Linklog
A curated collection of links and resources I have found over time.
February 2025
- A Gentle Intro to Running a Local LLM (www.dbreunig.com)
Has lots of great insights on which LLM models to use locally, depending on needs and performance available.
- Binary vector embeddings are so cool (emschwartz.me)
A description of the effect of binary quantization on embeddings. By restricting the dtype of embedding vectors, you can get a tradeoff between accuracy in latent space and size of the embedding. Using binary dtype seems to conserve a surprisingly high amount of the original information content (about 97%) while yielding a gigantic amount of saving in space (about 97% too here).
- A Deep Dive into Memorization in Deep Learning (blog.kjamistan.com)
An interesting series of articles explaining how machine learning models memorize data.
- A Visual Guide to How Diffusion Models Work (towardsdatascience.com)
An interesting dive into what makes diffusion models work.

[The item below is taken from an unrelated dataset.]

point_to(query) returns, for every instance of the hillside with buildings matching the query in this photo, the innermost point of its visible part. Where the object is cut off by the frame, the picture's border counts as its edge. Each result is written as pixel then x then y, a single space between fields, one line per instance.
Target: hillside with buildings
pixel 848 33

The summary is that diffusion models are models trained on data with noise to find the original data, at various level of noise. They eventually learn the probability distribution of the images in the space of all possible pixel arrangements. You can then iteratively denoise a pure Gaussian noise picture until you generate a new image: this is like sampling the learned probability distribution.
November 2024
- Perspectives on diffusion – Sander Dieleman (sander.ai)
Some interesting thoughts on diffusion models.